So he watched as the scout took a torch from his pack and struck flint to steel. A few sparks scattered into the night like startled fireflies, and then the flame rose high. Vhenlar blinked at the sudden bright flare of light. His eyes focused, and then widened. There were not two, but three figures standing in the circle of torchlight!

A wild elf, a young male with black braids and fierce black eyes, hauled back a waterskin and prepared to douse the flame. Or so Vhenlar assumed. He watched, as transfixed as the two dumbfounded scouts, as the elf hurled the contents of the skin. Not at the torch-wielding Justin, but at Tocher.

And then he was gone, before any of the mercenaries could unsheathe a blade or nock an arrow.

Justin sniffed, and his face screwed up into an expression of extreme disgust as he regarded the other scout. "You smell like something my mother drinks outta painted teacups!" he scoffed.

The analogy was apt. Tacher had been doused with a strong infusion of mint. Vhenlar, who could see no reason for this action, turned to one of their rangers-a tall, skinny fellow from the Dalelands. Once a noble ranger-whatever the Nine Hells that meant-he'd fought the Tuigan horde and seen his illusions about humankind burn to ash in the inferno that was war.

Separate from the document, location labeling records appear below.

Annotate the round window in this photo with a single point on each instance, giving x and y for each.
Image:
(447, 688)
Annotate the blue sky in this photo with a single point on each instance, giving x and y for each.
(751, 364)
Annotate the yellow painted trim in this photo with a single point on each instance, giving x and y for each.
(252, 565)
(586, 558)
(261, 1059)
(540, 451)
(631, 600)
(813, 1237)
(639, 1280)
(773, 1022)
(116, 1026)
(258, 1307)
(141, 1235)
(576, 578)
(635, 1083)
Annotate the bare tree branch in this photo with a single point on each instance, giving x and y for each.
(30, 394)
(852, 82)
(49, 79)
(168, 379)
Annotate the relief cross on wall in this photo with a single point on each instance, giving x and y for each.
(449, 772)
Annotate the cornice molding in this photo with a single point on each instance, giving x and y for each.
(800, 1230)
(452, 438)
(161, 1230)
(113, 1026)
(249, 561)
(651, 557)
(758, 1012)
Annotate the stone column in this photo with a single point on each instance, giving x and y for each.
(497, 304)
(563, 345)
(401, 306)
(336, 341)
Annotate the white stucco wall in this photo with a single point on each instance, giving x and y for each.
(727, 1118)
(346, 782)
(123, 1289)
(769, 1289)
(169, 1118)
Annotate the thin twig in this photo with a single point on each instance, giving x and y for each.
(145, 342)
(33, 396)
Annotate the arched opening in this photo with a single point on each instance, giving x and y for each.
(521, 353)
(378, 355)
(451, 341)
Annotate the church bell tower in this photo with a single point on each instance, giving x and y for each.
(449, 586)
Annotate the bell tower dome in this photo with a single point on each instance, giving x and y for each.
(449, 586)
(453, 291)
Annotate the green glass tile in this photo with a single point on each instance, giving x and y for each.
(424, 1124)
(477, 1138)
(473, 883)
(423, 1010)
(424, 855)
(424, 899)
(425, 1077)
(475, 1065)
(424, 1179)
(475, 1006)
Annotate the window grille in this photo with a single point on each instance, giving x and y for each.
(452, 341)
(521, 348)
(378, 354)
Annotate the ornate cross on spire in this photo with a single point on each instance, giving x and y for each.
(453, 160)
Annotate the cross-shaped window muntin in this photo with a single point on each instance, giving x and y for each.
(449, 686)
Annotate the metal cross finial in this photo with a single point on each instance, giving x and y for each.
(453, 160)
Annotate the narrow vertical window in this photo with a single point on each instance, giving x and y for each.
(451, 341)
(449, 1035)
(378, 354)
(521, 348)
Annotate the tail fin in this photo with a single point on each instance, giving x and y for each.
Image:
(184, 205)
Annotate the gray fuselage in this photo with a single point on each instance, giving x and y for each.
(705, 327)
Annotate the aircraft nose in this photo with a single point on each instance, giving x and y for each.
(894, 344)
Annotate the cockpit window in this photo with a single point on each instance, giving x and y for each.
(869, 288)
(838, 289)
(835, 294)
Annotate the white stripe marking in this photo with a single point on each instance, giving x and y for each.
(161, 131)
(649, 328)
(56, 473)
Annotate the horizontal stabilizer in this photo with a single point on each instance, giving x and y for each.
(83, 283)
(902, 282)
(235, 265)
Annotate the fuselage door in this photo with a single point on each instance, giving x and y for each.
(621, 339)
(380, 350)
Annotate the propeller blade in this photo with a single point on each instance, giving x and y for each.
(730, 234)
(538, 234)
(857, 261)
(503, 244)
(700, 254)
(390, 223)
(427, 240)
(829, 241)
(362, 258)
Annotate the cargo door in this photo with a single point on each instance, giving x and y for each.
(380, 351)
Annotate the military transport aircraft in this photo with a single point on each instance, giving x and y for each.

Since then, he'd taken to looking out for himself and had developed a real talent for it.

"You know more about the forest than most of us," Vhenlar said. "Why'd the elf do that? He coulda killed Tacher and Justin both, easy."

The ranger shook his head impatiently and held up a hand, indicating a need for silence. The others fell quiet and listened, but their ears were not as sharp as those of the Dalesman. To Vhenlar's ears, there was only the constant hum and chirp of insects, the occasional shriek of a hunting raptor, and the whispering of the night winds through the thick forest canopy. A whispering, Vhenlar noted, that seemed to be growing louder.

Suddenly the ranger's eyes went wide. "Wintermint!" he muttered and then took off at a frantic run.

The others watched, bemused, as the ranger crashed off heedlessly toward the south. Before they could follow suit, a roar rolled through the forest-a fearsome sound that was both shriek and rumble, a cry of rage such as few of them had ever heard before. Yet there was not a man among them who did not know instinctively what it meant: Dragon.

Vhenlar had heard men speak of dragonfear, the paralyzing terror that comes from looking into the eyes of a great wyrm. He now knew that the very sound of a dragon's cry could root a man's boots to the soil and turn his legs to stone.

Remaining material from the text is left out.